“Oh, how strange! why, he is just as old as papa, and I keep fancying him a little boy.”
[p143]
“No, dear, no,” sighed Madame Giche. “And so papa is thirty-three?” she asked.
“Yes, just the age of Mr. Mortimer; they kept their last birthday together—you know—in Italy,” was the quivering response. She could not speak of her absent ones so calmly as her aged friend.
“But papa is better, is he not, my dear?” questioned Madame Giche cheerfully, noting the tremor in her voice.
“Oh, yes! and seeing and doing so much, he is almost well—and—and having his heart’s desire, at last, in seeing Rome.”
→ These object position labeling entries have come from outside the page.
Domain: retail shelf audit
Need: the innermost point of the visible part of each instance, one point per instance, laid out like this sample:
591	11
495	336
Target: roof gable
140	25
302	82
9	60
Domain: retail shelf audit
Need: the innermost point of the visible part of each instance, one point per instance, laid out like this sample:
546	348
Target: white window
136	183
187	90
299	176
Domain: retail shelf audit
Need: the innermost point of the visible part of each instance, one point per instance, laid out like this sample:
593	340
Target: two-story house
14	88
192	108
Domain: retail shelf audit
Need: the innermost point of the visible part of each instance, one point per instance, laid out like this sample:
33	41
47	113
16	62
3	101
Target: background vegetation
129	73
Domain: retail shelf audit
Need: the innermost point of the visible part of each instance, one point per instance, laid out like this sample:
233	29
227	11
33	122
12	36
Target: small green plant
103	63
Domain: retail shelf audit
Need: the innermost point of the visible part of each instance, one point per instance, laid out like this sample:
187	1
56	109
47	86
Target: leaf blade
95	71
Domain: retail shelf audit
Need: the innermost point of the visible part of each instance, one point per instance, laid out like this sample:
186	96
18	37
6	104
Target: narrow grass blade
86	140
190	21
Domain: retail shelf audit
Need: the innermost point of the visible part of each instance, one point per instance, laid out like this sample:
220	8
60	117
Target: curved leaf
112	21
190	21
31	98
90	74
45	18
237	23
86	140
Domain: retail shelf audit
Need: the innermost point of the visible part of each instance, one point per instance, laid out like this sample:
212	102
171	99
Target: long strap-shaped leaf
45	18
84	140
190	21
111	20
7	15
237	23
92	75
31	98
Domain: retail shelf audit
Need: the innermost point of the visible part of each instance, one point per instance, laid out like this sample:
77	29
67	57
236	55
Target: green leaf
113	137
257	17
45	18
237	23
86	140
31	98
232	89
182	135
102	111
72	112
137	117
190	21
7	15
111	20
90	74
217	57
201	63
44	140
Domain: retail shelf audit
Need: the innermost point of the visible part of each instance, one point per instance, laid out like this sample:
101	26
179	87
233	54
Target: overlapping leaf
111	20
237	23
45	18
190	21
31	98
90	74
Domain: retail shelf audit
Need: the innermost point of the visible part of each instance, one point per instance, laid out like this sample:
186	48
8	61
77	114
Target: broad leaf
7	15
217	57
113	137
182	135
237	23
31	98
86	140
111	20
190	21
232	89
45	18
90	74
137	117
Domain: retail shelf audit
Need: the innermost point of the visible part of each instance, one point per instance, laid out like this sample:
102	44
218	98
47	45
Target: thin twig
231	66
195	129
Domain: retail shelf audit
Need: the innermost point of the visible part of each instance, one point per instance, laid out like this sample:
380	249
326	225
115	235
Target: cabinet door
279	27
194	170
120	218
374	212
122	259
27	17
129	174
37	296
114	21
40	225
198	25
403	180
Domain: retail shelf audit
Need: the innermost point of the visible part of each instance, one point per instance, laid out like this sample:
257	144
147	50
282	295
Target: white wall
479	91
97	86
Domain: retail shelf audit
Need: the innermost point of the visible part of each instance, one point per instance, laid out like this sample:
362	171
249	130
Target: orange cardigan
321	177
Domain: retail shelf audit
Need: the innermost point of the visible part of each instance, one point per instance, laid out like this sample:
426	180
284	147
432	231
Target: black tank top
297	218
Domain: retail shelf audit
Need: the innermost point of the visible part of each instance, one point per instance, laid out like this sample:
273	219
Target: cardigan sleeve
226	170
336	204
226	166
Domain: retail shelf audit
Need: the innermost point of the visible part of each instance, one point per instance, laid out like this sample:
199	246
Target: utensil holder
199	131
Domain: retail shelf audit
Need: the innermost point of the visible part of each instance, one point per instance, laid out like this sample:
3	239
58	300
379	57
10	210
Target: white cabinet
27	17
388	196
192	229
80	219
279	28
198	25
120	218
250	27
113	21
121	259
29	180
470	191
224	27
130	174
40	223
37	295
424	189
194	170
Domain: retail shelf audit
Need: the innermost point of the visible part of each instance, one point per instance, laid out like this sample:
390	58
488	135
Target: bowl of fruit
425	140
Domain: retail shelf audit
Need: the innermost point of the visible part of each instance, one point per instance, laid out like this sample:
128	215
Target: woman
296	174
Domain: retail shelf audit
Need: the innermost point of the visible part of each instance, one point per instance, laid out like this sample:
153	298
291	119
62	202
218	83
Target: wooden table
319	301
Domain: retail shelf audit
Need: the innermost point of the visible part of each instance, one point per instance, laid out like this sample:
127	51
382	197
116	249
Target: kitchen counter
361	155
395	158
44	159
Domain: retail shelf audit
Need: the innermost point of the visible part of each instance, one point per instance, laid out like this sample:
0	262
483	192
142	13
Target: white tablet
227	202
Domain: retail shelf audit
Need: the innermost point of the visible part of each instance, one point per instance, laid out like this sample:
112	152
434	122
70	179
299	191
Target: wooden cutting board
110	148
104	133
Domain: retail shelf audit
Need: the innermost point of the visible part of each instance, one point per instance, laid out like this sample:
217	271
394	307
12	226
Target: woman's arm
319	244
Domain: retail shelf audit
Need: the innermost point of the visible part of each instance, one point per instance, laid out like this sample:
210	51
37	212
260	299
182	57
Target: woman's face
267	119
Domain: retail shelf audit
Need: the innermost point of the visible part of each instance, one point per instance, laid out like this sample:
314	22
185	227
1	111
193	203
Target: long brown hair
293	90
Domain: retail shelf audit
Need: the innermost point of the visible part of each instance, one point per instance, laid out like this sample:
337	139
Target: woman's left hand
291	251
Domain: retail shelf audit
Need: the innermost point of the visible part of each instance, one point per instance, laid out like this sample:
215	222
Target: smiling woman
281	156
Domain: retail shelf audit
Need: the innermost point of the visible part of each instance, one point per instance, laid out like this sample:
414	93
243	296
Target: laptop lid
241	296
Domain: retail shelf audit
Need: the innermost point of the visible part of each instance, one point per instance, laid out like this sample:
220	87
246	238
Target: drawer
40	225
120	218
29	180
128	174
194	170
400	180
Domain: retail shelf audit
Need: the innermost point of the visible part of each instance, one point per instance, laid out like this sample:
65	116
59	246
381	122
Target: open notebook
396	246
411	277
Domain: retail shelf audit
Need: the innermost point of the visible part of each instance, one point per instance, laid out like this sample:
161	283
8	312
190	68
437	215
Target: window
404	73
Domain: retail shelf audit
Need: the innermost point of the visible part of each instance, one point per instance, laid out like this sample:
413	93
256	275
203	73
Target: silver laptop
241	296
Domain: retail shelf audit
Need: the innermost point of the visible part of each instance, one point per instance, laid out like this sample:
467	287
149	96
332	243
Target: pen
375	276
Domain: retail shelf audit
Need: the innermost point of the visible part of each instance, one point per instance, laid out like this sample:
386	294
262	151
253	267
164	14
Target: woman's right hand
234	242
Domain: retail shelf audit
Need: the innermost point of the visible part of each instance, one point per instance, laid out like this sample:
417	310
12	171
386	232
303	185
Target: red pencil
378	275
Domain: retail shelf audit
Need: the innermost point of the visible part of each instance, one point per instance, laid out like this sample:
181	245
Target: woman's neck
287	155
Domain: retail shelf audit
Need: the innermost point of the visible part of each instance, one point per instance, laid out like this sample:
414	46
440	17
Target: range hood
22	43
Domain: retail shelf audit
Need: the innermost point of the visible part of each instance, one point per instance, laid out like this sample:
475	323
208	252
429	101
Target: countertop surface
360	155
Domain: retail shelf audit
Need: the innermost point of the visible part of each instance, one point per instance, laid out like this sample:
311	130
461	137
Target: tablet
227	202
“Was he never there before?”
“No, not since he was a very little boy. But Mr. Mortimer was; he has travelled a great deal; he married his wife abroad—in Switzerland, I think.”
“Ah, indeed!” and again Madame Giche sighed.
“Yes, I think—I think he was tutor to a young gentleman there. You know, he does not mind my telling you; he often talks to people about that time—he doesn’t mind a bit,” said the conscientious little girl.
[p144]
Just then the twins brought Inna a letter from Italy, and from her mamma. Madame Giche saw how the child’s hand trembled at taking it, and drew the two little girls away, to let her read it in peace.